New York City Mayor Bill de Blasio (D) is taking advantage of the disarray of the city’s school system caused by the pandemic “crisis” to make changes to how some selective middle and high schools admit students in order to allow more black and Hispanic students entry.
The New York Times reported in June that de Blasio views the use of screening criteria such as “attendance, grades, test scores, school work and sometimes interviews and recommendations” for students to be admitted to selective city schools as a tool of “segregation” because many black and Hispanic students do not achieve the level required for admission.
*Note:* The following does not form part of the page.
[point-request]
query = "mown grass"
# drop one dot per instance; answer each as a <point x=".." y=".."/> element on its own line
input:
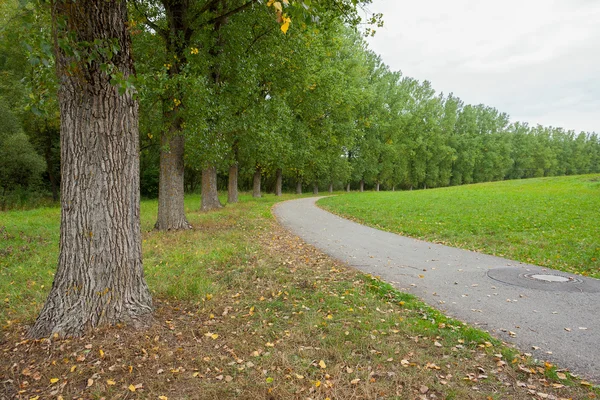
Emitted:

“Critics say that the process is inherently unfair, because it privileges children whose families have the time and money to navigate the complex system and pay for test preparation or consultants,” Times education columnist Eliza Shapiro wrote, “and that it discriminates against qualified but low-income black and Hispanic students”:
On Friday, Shapiro wrote that the pandemic has “finally prompted Mr. de Blasio … to implement some of the most sweeping school integration measures in New York City’s recent history.”
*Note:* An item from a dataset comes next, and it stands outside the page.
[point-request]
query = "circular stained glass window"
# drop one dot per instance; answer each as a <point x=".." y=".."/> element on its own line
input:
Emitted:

“By the time I leave the mayoralty, I think we will have put the city on a very different course, certainly vis-à-vis screened schools,” the mayor, who is in his seventh year of office, said Friday. “This is clearly a beginning.”
According to the Times report, the mayor’s new policies will alter how about 400 of the city’s 1,800 schools screen for admission. What will not be affected, however, is how students are admitted to the city’s most elite selective high schools, such as Stuyvesant High School and Bronx High School of Science.
As Breitbart News reported in 2018, Asian American families fiercely criticized de Blasio’s ultimately failed attempt to integrate the elite specialized high schools by eliminating the entrance exam. The families claimed he was creating further divisiveness.
“The mayor is pitting minority against minority and that’s really messed up,” said Kenneth Chiu, president of the New York City Asian-American Democratic Club, the New York Post reported at the time:
Middle schools are expected to see the greatest changes in the current plan, as de Blasio ends all admissions criteria, including grades and test scores, adopting, instead, a random lottery.